Re: How to find only one invalid char in src buffer with MultiByte
Hi Igor Tandetnik and Alex Blekhman,
Thank you for your prompt response. I also got same results here.
MB_PRECOMPOSED gives ZERO for all. What are precomposed characters?
I am working on client/server based application and client side. We are
providing UNICODE support for our application as well as backward
compatibility also. Here, I choosed WideCharToMultiByte and
MultiByteToWideChar api's to process data in UTF-8 or ACP. Is it correct?

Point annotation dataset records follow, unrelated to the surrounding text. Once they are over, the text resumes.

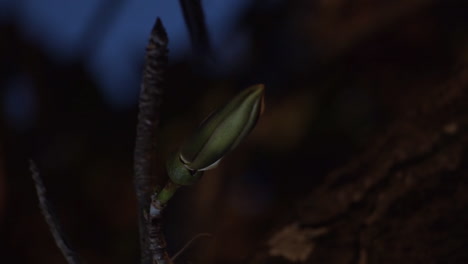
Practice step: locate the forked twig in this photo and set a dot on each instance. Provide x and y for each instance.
(148, 120)
(54, 225)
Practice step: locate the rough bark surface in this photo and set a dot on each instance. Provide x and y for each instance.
(404, 200)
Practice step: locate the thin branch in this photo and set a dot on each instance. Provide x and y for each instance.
(148, 120)
(190, 243)
(157, 243)
(195, 20)
(54, 225)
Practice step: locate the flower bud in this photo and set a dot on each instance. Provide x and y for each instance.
(222, 131)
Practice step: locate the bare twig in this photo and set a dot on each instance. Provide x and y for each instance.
(195, 20)
(157, 243)
(59, 236)
(190, 243)
(148, 120)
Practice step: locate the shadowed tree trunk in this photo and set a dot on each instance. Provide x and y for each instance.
(404, 200)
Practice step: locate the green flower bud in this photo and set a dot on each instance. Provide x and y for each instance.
(179, 174)
(221, 132)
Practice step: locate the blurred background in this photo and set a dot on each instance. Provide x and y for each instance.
(335, 71)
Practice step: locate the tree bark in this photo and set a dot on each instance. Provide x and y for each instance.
(404, 200)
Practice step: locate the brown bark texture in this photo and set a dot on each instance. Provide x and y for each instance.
(404, 200)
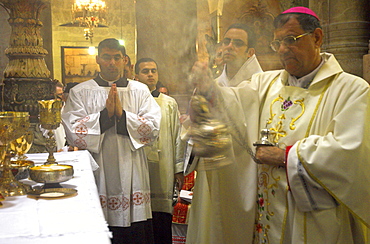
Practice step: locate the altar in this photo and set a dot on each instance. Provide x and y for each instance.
(76, 218)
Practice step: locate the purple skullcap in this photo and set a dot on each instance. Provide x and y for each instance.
(300, 10)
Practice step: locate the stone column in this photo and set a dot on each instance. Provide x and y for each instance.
(366, 66)
(346, 27)
(26, 77)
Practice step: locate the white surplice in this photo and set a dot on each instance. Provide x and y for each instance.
(250, 67)
(323, 195)
(224, 201)
(123, 177)
(165, 156)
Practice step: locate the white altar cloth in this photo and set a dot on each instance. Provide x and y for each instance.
(74, 219)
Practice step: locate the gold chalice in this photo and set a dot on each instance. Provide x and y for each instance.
(12, 126)
(50, 173)
(21, 146)
(50, 118)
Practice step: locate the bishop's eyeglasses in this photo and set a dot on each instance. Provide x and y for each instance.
(287, 41)
(236, 42)
(108, 58)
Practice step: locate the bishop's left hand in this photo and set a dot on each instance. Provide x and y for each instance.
(271, 155)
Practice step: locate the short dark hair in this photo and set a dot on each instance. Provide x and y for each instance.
(111, 43)
(128, 60)
(143, 60)
(248, 30)
(308, 22)
(69, 86)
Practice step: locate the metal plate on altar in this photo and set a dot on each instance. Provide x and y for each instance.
(52, 192)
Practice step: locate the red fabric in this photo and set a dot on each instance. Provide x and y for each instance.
(180, 210)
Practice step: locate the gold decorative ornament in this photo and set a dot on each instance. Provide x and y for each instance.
(12, 126)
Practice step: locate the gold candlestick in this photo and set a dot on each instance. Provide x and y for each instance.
(50, 118)
(12, 126)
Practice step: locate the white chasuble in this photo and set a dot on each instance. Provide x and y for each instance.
(323, 195)
(224, 201)
(122, 177)
(165, 156)
(250, 67)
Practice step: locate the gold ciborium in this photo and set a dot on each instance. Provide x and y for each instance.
(50, 118)
(12, 126)
(21, 146)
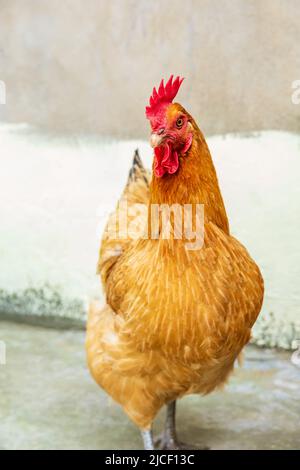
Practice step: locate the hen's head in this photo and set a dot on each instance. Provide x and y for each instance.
(172, 131)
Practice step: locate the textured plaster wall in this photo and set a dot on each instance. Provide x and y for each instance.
(88, 66)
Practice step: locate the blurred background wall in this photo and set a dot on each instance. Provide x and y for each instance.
(89, 65)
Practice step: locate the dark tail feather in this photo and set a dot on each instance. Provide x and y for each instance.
(137, 169)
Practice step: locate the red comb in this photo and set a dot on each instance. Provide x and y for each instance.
(164, 95)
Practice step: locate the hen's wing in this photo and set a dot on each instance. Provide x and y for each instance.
(129, 217)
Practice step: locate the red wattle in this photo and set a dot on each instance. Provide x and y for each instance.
(166, 160)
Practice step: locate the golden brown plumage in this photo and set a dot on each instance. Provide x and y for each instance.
(175, 320)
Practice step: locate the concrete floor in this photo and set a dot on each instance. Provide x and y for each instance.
(49, 401)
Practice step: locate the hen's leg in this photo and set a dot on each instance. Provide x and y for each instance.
(168, 440)
(147, 439)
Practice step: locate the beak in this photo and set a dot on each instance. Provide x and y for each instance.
(156, 139)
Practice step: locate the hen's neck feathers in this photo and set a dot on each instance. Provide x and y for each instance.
(194, 183)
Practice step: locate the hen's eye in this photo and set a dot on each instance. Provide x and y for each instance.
(179, 123)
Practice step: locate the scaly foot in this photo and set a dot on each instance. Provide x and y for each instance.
(165, 442)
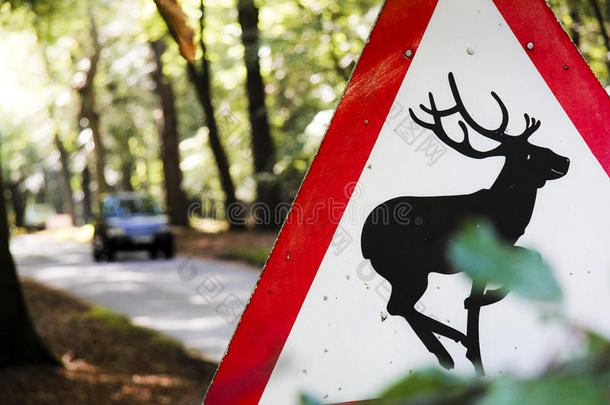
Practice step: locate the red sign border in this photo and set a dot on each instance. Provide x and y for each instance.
(306, 235)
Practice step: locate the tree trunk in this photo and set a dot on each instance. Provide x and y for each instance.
(602, 29)
(175, 20)
(19, 342)
(18, 202)
(66, 177)
(88, 114)
(263, 150)
(202, 81)
(168, 137)
(86, 186)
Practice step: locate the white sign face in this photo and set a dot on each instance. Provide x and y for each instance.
(344, 345)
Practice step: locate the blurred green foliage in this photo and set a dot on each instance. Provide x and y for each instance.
(484, 258)
(307, 49)
(583, 379)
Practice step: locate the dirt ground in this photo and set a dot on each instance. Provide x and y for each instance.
(107, 360)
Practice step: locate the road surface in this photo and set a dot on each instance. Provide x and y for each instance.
(197, 302)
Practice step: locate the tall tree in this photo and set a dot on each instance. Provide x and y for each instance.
(169, 139)
(19, 342)
(201, 78)
(263, 149)
(88, 116)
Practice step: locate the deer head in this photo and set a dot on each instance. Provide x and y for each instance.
(533, 162)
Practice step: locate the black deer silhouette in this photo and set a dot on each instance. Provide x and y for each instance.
(405, 253)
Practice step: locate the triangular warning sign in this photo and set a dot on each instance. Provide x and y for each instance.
(478, 107)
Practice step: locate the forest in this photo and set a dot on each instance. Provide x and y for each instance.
(216, 108)
(201, 104)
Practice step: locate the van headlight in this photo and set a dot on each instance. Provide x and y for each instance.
(115, 231)
(164, 229)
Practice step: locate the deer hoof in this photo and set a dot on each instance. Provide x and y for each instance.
(445, 361)
(471, 302)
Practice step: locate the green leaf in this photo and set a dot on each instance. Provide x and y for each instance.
(568, 390)
(424, 384)
(485, 258)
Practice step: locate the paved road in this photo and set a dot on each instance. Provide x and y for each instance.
(195, 301)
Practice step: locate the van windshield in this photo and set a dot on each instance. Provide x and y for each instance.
(131, 206)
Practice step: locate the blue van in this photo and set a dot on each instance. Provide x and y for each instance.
(130, 221)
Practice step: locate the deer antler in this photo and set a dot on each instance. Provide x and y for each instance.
(499, 134)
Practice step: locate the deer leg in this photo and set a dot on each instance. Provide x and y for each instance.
(423, 331)
(473, 348)
(442, 329)
(490, 297)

Requirement: my application recieves data (void*) from server through
sockets. I need to identify whether this data was encoded by UTF-8 or ACP. I
am sure, server side data was encoded by either UTF-8 or ACP.
I tried with below code snippet also. I dint get succes. Any clue on this
how to achieve?
code snippet:
---------------
CHAR szData[256] = {0};
strcpy(szData, "1??2345"); // (?? val 233 or -23 )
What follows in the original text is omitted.